Hervormingen zijn, rekening houdend met het bovenstaande, goed mogelijk. Afschaffing van de hypotheekrenteaftrek zou leiden tot een daling van de woningwaarde met zo’n 30 procent. Drie samenhangende maatregelen kunnen dat verlies compenseren. Het netto-inkomen na aftrek van de woonlasten blijft daardoor op peil.

Door het eigenwoningforfait en de overdrachtsbelasting af te schaffen, wordt het verlies door het schrappen van de hypotheekrenteaftrek met ruim een derde gecompenseerd. Dat neemt toe tot ruim de helft als hypotheken voortaan volledig worden afgelost, maar wel een looptijd van vijftig jaar krijgen. Verlaging van de inkomstenbelasting met 4 procentpunten is vervolgens voldoende om de woningwaarde weer op het oorspronkelijke peil te brengen.

Van de belastingverlaging profiteren ook huurders. Zij kunnen met behoud van hun besteedbaar inkomen meer huur betalen. Meer huur is meer rendement, waardoor beleggers en ontwikkelaars worden geprikkeld om in huur­woningen te investeren.

Door de socialehuurwoningen marktconform te verhuren 
–waarmee de sociale sector feitelijk wordt opgeheven– wordt de laatste kloof in de woningmarkt gedicht. De huurtoeslag dient dan wel te worden uitgebreid. De extra opbrengsten uit de marktconforme huren compenseren dat ruimschoots. ‘Scheefwoners’ gaan immers een reële huur betalen.

Wat levert dit op? We zijn een wirwar aan regelingen kwijt. Het stimuleert het soepel overschakelen van huur naar koop en omgekeerd. Het is verder duidelijk wat wonen kost: reële prijzen voor reële producten. Bovenal leidt het tot meer transparantie, flexibiliteit en keuzevrijheid voor consument, producent en exploitant.

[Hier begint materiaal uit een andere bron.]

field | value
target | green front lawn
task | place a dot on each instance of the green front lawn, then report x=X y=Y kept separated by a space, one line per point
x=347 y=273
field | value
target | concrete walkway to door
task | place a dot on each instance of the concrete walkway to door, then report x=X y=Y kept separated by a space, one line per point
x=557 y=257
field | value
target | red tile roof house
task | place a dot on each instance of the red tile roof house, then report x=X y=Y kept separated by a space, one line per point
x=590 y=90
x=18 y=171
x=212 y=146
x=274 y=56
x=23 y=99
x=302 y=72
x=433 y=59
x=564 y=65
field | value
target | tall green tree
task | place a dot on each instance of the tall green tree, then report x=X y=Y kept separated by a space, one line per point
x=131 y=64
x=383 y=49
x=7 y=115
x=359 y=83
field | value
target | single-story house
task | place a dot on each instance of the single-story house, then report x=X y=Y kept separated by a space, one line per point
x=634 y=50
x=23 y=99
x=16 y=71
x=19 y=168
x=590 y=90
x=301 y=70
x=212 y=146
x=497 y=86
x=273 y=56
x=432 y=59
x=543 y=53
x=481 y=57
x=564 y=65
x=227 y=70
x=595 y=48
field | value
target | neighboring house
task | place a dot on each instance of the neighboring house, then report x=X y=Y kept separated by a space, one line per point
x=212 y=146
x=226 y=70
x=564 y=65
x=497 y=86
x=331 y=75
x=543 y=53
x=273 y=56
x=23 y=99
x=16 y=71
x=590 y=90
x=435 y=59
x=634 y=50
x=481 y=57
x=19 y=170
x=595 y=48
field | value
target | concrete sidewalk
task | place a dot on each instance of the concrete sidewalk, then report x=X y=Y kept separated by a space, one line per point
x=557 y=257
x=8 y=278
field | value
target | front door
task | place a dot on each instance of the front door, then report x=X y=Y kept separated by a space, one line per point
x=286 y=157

Wat is ervoor nodig? Overheid, banken, corporaties, beleggers en belangenorganisaties moeten de transitie goed voorbereiden, duidelijk zijn over de consequenties en schakelprogramma’s ontwikkelen om hypotheken, huren, belastingen en toeslagen om te zetten. Als de voorbereiding goed is, moet het mogelijk zijn om in één keer om te schakelen. Kortom, we kunnen nu al een datum prikken.

De auteur is adviseur stedelijke ontwikkeling bij advies- en ingenieursbureau DHV.

RD.nl in uw mailbox?

Ontvang onze wekelijkse nieuwsbrief om op de hoogte te blijven.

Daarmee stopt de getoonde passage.